Oh, I don't know. The comment could have been gendered. I understand that the piano was once part of a proper education for girls.

Interesting take on Mendelssohn. Could some of the sniping have come from jealousy, as well, since he seems to have led an easy life (though jealousy stemming from his descent from a philospher and a banker, presumably responsible for that easy life, could play right back into that other, uglier possible reason for unfavorable comment on Mendelssohn).

I don't know the piece in question, but that story about Paganini, Berlioz and Harold in Italy even suggests at least a subplot for our Berlioz-Paganini crime story -- a good source of tension between two friendly rivalry, or rivalrous friends.

June 09, 2009  
Blogger Lauren said...

I'm not an expert on the life of Berlioz, but if I remember correctly you've got a ready-made crime plot with him. After his fiancee called of their engagement, Berlioz came up with an elaborate plot to kill her, her eventual husband and her mother! (Thankfully he calmed down before doing anything.) Possible title: The composer, the piano maker, his wife and her mother.

June 09, 2009  
Blogger Peter Rozovsky said...

Was that fiancee Harriet Smithson, the muse of the "Symphonie Fantastique"? As I understand it, he tried to kill his passion for her by writing the symphony and, when that didn't work, married her instead.

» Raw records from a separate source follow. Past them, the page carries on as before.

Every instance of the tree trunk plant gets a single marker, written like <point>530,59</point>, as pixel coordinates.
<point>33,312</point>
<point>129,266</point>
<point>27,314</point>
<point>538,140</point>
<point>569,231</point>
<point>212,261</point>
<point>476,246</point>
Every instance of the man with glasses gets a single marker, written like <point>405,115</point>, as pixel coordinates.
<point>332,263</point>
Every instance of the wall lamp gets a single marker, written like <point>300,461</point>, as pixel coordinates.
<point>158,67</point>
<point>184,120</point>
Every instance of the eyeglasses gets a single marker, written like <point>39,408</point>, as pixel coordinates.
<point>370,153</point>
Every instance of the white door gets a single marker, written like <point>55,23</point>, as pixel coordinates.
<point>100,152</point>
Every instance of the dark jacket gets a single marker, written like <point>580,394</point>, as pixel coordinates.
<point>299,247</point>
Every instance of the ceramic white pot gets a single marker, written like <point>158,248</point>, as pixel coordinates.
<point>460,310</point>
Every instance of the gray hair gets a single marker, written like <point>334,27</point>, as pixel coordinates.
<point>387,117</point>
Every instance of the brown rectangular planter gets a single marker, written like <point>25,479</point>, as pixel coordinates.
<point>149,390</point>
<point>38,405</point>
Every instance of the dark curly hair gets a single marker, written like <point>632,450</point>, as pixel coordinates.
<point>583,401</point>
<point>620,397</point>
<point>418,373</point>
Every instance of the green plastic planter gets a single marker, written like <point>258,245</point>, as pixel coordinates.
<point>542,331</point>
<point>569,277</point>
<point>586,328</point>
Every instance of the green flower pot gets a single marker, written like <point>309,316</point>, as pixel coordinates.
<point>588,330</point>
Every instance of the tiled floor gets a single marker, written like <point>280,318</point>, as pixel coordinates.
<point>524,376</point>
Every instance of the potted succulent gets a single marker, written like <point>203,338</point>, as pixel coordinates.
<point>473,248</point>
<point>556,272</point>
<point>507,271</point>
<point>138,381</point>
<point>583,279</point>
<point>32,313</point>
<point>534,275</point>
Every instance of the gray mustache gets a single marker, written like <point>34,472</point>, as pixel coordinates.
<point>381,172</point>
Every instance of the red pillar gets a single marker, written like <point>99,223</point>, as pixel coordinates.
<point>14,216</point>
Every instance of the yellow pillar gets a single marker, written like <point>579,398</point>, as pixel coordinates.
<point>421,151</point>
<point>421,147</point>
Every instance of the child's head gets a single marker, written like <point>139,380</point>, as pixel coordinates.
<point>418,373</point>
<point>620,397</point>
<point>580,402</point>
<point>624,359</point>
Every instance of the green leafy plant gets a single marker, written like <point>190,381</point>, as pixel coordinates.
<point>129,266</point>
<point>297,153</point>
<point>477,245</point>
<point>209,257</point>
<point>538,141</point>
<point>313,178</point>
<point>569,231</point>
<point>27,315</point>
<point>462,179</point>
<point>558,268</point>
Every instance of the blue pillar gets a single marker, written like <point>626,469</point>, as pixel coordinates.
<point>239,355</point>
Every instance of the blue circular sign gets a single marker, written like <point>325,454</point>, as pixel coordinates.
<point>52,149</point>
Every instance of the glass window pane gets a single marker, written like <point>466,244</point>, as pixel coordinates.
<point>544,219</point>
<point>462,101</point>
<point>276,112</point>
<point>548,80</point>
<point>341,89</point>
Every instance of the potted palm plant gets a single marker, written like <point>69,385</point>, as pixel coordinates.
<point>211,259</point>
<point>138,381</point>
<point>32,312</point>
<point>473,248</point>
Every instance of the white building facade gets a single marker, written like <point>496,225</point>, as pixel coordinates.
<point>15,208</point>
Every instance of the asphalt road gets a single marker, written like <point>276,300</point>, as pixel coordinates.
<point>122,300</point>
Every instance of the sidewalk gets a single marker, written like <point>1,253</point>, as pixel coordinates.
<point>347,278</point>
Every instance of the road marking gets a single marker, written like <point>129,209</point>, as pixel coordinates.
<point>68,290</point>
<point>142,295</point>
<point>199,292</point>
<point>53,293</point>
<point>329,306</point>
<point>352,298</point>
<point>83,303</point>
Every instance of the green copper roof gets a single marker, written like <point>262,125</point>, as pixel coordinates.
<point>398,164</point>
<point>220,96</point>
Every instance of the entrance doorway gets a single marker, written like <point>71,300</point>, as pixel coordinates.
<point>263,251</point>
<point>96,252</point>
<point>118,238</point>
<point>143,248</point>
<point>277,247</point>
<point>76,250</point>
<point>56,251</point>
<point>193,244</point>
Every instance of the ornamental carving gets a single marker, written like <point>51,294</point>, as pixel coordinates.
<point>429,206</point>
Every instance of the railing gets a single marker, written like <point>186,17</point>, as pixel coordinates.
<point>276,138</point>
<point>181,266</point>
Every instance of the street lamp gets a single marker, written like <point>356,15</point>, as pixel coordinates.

I recently heard the Philadelphia Orchestra (with singers, of course) perform the complete "Damnation of Faust." That performance, the program notes and Mordden's entry in Berlioz make me want to read his autobiography.

June 09, 2009  
Blogger Lauren said...

The fiancee mentioned above was Marie Moke, a musician in her own right, who ended up marrying the piano-maker Camille Pleyel.

And Berlioz's autobiography is definitely worth reading (and I say this as a rather jaded researcher who's read at least 25 musical autobiographies in the last few months!)

June 09, 2009  
Blogger Peter Rozovsky said...

Mordden quotes a funny string of headings from Berlioz's autobiography to the chapter that includes his courtship of Harriet Smithson. The last two items in the list of headings, which is much in the style of the heading/summaries popular in 18th- and 19th-century books, are "Breaks her leg -- I marry her."